Researchers feel that all this ambient energy can one day be captured, turned into electricity, and used to power our world. Energy harvesting is still in its infancy; however, this technology is being used today to power low-power devices.

The Components of an Energy Harvesting System

In its most simple form, an energy harvesting system has three major components:

1. Transducer: This is the energy harvester. Depending upon the source of the energy, the transducer will be in one of these forms:

• Thermoelectric (heat)
• Photovoltaic (light)
• Piezoelectric (kinetic)
• RF (radio frequency)

1. Energy storage: This will be in the form of a battery or supercapacitor.
2. Power management: This consists of regulators and complex control circuits that make the power suitable for its intended application.  
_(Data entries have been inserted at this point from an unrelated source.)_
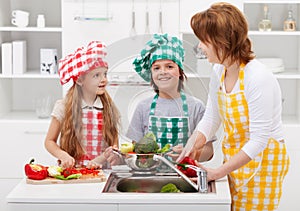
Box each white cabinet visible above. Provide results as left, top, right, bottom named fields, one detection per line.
left=244, top=0, right=300, bottom=211
left=179, top=0, right=243, bottom=33
left=244, top=0, right=300, bottom=125
left=62, top=0, right=179, bottom=56
left=0, top=0, right=62, bottom=120
left=0, top=120, right=56, bottom=179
Figure (A): Basic components of an energy harvesting system

The Main Applications for Energy Harvesting Technologies

Today, energy harvesting systems are capturing ambient energy, converting it to electricity, storing the electricity, then delivering it to small autonomous sensors such as those developed using micro-electromechanical systems (MEMs). These tiny sensors are found in commercial, medical, and industrial applications such as:

• Equipment monitoring 
• Implantable medical devices (eg., pacemakers) and remote patient monitoring
• Internet of Things (eg., wearable electronics)
• Remote corrosion monitoring systems (e.g., air pollutions, forest fires)
• Radio Frequency monitoring (RFID)
• Structural monitoring (e.g., worn out bearings, bridge stress) 

Summing Up

According to the EE Times:

Energy-savings initiatives are a key driver in the growth of the energy harvesting equipment market. Companies are considering a whole series of tools necessary for energy harvesting to satisfy the growing demand for energy.

There is true potential for this cutting-edge technology. Even though the energy being harvested for any one application is measured in mere milliwatts, it can be used to power wireless sensors and other low-powered devices. Pairing this with things such as PoE lighting, and other smart building measures, they can add up to real energy conservation.